In his second Green Piece, Geoff Beacon considers the cost of housing in York – both financially and environmentally – and wonders what the future holds
The Green Piece
As well as the pounds and pence of housing discussed at the end of this article, there is another cost to housing – the environmental cost.
The most important part is the carbon dioxide emitted by building, heating and lighting our homes. The government have schemes to reduce the impact by insulating houses and getting us to use low energy bulbs.
There is one housing cost that is rarely measured – the carbon dioxide emitted in making the bricks, glass, steel and cement along with the carbon dioxide emitted running the boats, lorries and JCBs. This is usually large and was actually measured for one ‘sustainable’ housing development: the Beddington Zero Energy Development (BedZED). For a 100 square metre flat 67.5 tonnes of carbon dioxide was emitted.
The architect for BedZED was Bill Dunster, probably the most prominent proponent of ‘zero-carbon’ houses in Britain. His organisation is ZEDfactory. Its philosophy says: “ZEDfactory is an innovative practice exclusively committed to low energy, low environmental impact buildings and associated lifestyles.”
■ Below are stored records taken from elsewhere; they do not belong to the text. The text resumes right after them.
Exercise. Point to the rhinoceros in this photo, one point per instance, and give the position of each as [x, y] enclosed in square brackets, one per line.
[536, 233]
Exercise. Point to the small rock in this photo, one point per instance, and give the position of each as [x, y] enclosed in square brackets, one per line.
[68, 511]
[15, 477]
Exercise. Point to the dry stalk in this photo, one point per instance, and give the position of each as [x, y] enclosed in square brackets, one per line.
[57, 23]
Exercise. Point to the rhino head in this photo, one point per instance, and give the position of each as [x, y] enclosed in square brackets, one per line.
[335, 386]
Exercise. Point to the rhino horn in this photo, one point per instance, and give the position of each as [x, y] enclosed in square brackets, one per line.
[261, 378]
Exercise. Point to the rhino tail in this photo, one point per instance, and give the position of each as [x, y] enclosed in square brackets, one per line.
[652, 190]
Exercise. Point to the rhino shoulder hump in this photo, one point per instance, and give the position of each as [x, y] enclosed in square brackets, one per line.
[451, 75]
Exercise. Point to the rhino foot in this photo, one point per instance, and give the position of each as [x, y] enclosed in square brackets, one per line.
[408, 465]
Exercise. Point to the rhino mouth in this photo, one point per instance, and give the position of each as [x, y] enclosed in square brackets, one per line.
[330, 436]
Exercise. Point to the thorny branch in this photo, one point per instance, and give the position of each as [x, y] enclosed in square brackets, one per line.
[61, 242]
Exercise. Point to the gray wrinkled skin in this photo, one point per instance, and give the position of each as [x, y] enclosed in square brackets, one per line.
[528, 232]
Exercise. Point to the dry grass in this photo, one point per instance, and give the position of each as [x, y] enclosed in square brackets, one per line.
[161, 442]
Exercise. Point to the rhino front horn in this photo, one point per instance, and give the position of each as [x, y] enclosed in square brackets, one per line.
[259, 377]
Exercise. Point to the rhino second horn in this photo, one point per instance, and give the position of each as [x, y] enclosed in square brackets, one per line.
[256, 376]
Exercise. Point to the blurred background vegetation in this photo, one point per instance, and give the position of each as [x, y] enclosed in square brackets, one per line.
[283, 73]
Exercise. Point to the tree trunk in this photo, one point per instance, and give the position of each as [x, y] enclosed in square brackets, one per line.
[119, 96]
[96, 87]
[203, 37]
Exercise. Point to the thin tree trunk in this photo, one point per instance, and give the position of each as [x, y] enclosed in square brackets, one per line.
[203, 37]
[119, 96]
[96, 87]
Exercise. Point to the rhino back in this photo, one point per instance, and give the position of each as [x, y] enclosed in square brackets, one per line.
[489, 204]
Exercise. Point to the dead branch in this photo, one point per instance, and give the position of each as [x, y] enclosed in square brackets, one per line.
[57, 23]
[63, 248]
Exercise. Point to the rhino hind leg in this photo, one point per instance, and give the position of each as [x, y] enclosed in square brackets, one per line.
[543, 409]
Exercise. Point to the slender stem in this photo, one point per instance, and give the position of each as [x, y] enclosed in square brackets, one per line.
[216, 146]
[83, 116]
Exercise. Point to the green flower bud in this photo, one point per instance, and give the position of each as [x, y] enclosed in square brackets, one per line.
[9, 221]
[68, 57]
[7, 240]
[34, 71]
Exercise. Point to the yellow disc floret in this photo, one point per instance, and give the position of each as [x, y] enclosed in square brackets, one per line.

An obvious question is this: Is a flat that created 67.5 tonnes of carbon dioxide one of these “low environmental impact buildings”?
The website of ZEDfactory hints that building fabric should be one-twelfth of carbon footprint. The government are aiming to get our personal carbon footprints down to two tonnes of carbon dioxide per year. So the 100 square metre flat is about 400 years of a personal carbon ration for building fabric – 200 years if shared by two people.
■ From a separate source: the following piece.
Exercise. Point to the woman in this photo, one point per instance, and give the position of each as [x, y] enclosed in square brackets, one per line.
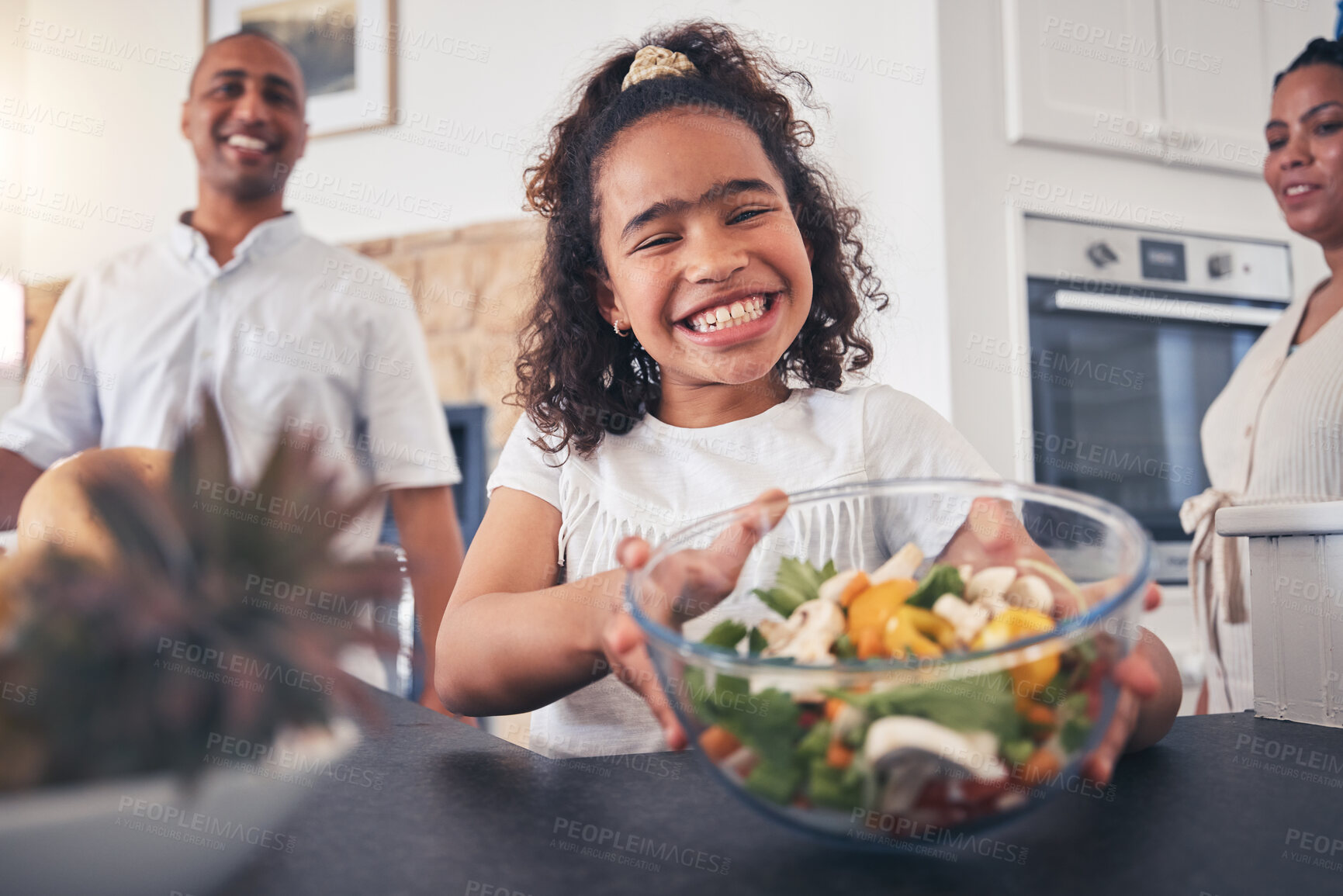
[1272, 435]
Personally, I wouldn’t call that “low environmental impact”.
Bill Dunster recently presented to City of York Council so the council is getting some green messages. I think he now takes the carbon dioxide of construction more seriously: the RuralZED developments from ZEDfactory use much more wood and less steel.
Councillor Anna Semlyen tells me she was impressed by his presentation and Bill said that wood was the only truly sustainable material. Also that building products should come from within a 35-mile radius and create local jobs.
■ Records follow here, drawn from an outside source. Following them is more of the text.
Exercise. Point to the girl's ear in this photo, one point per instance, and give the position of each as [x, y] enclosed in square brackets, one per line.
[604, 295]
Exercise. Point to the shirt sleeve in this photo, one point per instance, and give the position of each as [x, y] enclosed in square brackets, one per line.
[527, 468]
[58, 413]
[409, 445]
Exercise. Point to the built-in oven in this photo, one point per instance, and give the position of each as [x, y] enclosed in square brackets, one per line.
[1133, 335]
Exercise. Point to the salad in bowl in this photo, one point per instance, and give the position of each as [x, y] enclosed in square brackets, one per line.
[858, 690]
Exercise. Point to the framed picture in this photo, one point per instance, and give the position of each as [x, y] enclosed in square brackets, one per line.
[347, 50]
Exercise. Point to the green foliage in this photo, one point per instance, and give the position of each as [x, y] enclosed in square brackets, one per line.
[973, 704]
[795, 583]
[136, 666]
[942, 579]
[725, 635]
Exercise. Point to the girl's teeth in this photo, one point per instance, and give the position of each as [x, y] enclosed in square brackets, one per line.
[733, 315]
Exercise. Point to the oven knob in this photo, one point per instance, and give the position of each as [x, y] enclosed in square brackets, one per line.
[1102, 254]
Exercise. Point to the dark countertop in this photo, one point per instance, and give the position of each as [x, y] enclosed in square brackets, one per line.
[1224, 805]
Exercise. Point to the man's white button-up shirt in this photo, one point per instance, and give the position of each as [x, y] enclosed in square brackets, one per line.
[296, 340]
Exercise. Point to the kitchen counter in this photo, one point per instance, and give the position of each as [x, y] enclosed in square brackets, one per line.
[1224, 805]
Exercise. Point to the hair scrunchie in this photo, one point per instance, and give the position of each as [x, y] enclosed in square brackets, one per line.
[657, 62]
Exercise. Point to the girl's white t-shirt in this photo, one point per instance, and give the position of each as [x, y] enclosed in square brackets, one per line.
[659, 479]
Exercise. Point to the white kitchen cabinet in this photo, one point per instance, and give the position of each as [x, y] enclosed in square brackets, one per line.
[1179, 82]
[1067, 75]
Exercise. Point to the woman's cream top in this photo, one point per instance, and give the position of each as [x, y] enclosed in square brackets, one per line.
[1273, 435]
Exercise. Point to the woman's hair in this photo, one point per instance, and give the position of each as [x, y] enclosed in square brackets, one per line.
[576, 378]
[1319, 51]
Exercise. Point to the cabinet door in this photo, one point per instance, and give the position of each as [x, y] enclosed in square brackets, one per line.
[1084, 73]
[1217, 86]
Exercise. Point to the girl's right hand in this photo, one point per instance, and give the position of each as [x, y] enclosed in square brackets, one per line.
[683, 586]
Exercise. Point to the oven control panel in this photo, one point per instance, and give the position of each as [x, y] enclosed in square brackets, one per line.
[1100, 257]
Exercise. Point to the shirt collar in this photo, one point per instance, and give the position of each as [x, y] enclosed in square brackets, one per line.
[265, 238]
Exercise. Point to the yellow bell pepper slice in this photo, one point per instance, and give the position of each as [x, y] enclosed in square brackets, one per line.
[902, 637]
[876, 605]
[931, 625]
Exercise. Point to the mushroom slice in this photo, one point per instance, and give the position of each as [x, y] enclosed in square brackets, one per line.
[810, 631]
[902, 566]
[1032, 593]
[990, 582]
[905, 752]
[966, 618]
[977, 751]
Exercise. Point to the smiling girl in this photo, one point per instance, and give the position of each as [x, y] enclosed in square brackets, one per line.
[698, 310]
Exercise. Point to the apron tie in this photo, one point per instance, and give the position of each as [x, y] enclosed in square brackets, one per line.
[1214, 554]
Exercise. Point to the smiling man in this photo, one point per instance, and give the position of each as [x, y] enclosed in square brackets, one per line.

But even if there is progress on the carbon dioxide from construction, a ZEDfactory houses in York may be too expensive for the starter homes for your children.
A typical house in York costs £200,000 – doubled in ten years, but one bedroomed apartments can still be bought for less than £100,000.
You can buy one in Peel Close, Heslington – asking price £99,950. The deposit for a 75 per cent mortgage would be £25,000 so only the children of the well-heeled can expect to have their own property in York.
Some of these children may have to live with their parents. In London there is already a trend for households with children and grandchildren living with the grandparents.
For £99,950 you get less than 30 square metres of floor space and one bedroom, not enough for a family but a couple that really got on really well might just be happy there.
So why not do what the couple with a teenage son did in the US? After losing well-paid jobs, they downsized from a 250 square metre house they could no longer afford to a 32 square metre shotgun shack with their son happily living in the roof space.
According to the Daily Mail: “Their house cost them less than $20,000 to make their home and they only pay $145 rent for the lot on which their shack and workshop stands.”
That’s a home for £12,500 for a family. The response by readers of the Mail was overwhelmingly positive.
In Heslington you can buy an apartment more than seven times as much that is too small for a family of three.
The development around Peel Close is Holmefields, designed by York University’s Architectural Unit in the 1970s. Back then, I visited it when it was being built with architectural students from Leeds Polytechnic.
It wasn’t somewhere I would want to live and took the students to see my nice old two-bed terraced house. The wife was furious. She wasn’t expecting 40 students and lecturers trailing through the kitchen to see the house from the back.
But looking at the shotgun shack in its pleasant surroundings, it’s where I’d like to live if it were near cycle tracks, shops and good public transport. Give me a £12,500 family ‘shack’ over a £100k modern one-bed flat any day.
The environmental impact? Well, we can guess from the construction that in building the Heslington apartment more than 20 tonnes of carbon dioxide were emitted. The shotgun shack actually stores carbon in its wooden structure.
And what about ZEDfactory’s offering, the carbon from construction aside? The RuralZED’s website says: “Since the houses were originally designed for Upton, a refined version of the RuralZED kit house has been launched in France, which has brought the cost down by around £10,000 to £1,800/m2”
I make that £56,700 for 32 square metres – more than four times the cost of the shotgun shack.